Contractions: Your uterus will start to squeeze in order to move your baby down the birth canal. You’ll feel cramping, and contractions will be 30 seconds long (early on in labor) to 75 seconds long just before childbirth, and occur in regular intervals. To stay comfortable, you can lie on either your right or left side, rock in a rocking chair, or squat on a low stool or the toilet.

Breaking of water: The amniotic sac that housed your baby may break. You’ll experience feeling a trickle of water down your legs.

Thinning and dilation of the cervix (which is determined by your health care practitioner): Your cervix will become thinner (as thin as a sheet of paper) and will dilate (open) to about 4 inches.

Use the 5-1-1 recipe to determine if it’s time to get to the hospital or birthing center: If your contractions come 5 minutes apart, last 1 minute each, 1 full hour, and you can no longer walk or talk, you’re in active labor and it’s time to get to the hospital or birthing center.

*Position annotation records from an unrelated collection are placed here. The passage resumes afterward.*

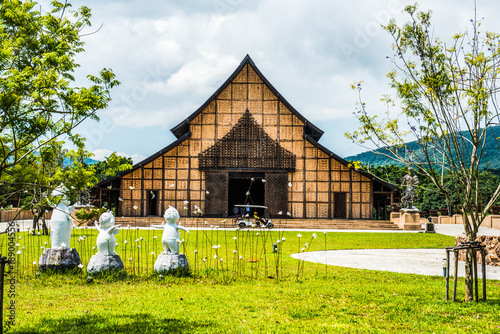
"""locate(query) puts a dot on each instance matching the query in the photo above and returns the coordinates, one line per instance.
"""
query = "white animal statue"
(106, 241)
(171, 237)
(61, 221)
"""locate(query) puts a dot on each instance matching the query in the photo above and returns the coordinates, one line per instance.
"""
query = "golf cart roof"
(250, 206)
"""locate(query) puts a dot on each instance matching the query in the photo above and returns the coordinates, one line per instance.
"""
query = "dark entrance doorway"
(340, 205)
(152, 203)
(240, 183)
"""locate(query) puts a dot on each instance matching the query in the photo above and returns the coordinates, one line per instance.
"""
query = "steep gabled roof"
(309, 129)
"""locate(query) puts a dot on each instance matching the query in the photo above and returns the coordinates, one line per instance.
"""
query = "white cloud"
(102, 153)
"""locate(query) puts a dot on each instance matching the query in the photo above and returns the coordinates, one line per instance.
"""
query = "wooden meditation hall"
(247, 138)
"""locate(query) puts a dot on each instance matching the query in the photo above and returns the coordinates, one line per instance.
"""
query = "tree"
(447, 95)
(39, 101)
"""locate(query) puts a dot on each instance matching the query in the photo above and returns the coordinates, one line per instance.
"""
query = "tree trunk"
(469, 275)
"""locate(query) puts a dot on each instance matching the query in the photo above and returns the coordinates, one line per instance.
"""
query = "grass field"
(275, 294)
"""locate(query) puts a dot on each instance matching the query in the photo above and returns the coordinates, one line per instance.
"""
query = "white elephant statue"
(61, 221)
(106, 241)
(171, 237)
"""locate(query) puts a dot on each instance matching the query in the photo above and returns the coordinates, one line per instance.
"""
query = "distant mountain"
(491, 158)
(88, 161)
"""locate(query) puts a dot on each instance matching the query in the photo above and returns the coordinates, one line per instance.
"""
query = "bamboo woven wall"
(176, 177)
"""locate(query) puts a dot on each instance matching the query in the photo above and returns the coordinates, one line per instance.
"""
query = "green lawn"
(238, 296)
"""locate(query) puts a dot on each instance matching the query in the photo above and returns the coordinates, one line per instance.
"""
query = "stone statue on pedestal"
(409, 183)
(61, 221)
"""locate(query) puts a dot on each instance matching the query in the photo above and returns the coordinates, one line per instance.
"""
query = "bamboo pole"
(455, 254)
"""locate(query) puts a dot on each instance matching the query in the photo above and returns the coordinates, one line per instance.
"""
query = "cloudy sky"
(170, 56)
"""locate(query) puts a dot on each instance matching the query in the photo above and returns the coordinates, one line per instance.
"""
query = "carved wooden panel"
(277, 192)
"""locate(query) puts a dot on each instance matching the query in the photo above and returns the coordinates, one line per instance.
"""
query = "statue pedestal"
(170, 263)
(99, 263)
(59, 259)
(410, 220)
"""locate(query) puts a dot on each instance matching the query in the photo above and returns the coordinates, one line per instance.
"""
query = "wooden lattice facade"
(247, 130)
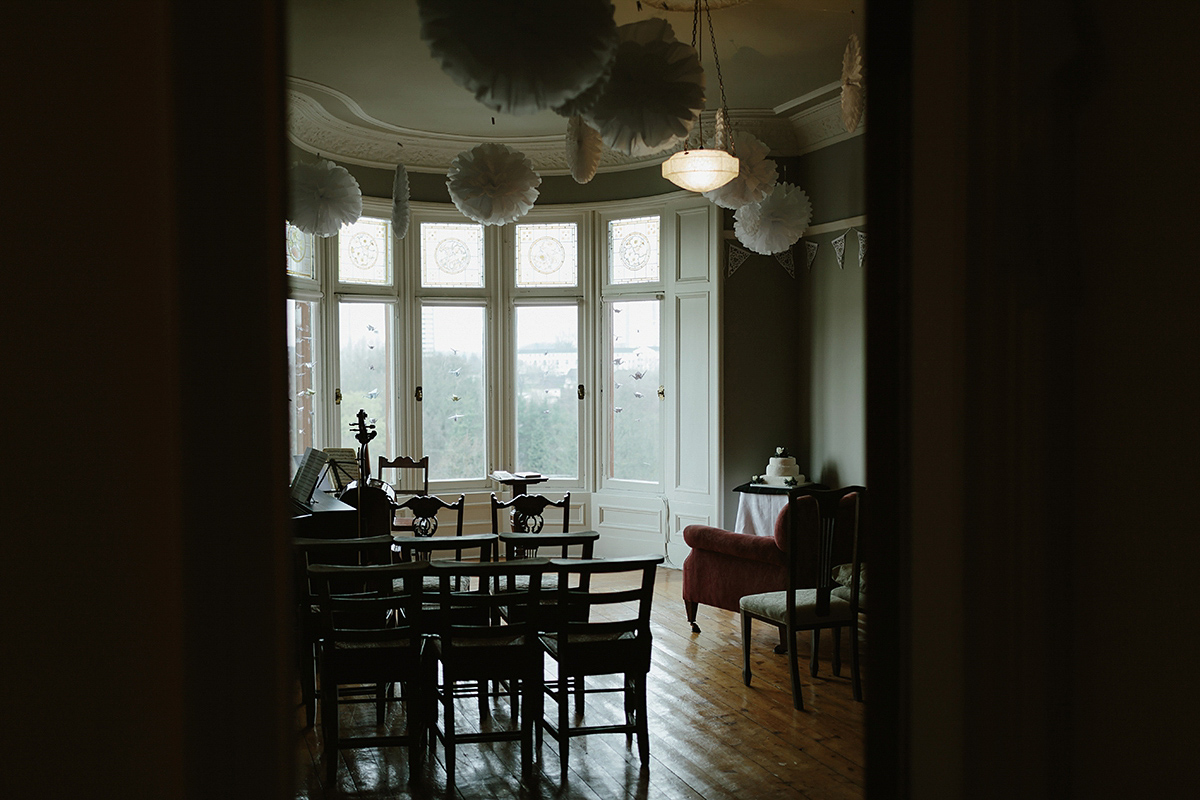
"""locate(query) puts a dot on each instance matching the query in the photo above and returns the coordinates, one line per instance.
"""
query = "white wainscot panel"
(678, 549)
(629, 528)
(694, 459)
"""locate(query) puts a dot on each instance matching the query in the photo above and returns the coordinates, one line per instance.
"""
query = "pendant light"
(702, 169)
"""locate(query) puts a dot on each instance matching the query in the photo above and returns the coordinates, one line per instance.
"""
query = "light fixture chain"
(712, 37)
(700, 59)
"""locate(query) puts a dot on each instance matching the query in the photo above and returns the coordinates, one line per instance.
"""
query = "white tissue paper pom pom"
(853, 84)
(774, 223)
(400, 203)
(323, 197)
(756, 174)
(521, 58)
(492, 184)
(654, 94)
(583, 150)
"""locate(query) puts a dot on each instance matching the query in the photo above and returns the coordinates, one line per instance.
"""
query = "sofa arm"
(743, 546)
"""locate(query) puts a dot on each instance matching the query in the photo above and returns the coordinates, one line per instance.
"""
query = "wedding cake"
(781, 470)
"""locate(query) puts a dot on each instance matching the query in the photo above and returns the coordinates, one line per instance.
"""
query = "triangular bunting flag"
(839, 250)
(813, 252)
(787, 262)
(735, 257)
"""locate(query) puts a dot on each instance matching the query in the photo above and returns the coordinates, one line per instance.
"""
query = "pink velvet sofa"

Ways you can prepare for labor

Preregister at the hospital or birthing center and complete paperwork and sort out insurance issues before the big day.

Pack your bag. Here are some items to include:

  • a watch or phone app that counts seconds (to measure the length of contractions and the intervals between them)
  • socks or slippers
  • glasses (in case you’re asked to remove your contact lenses)
  • lip balm for dry lips
  • camera
  • sleepwear that opens in front to allow for breast-feeding
  • a bathrobe
  • underwear
  • toothbrush and toothpaste
  • hairbrush
  • makeup
  • loose clothing to wear on the way home
  • baby outfit with a hat
  • baby blanket

Develop and review your birth plan. Be sure to discuss the plan with your care provider and the partner, friend, or relative you have in the delivery room with you. Here are some important questions you should consider:

  • When should you notify your health care provider that you’re in labor?
  • Do you want to use medications to speed up labor?
  • Do you plan to use an alternative birthing position other than lying on your back?
  • Are you willing to undergo an episiotomy to enlarge the vaginal opening if necessary?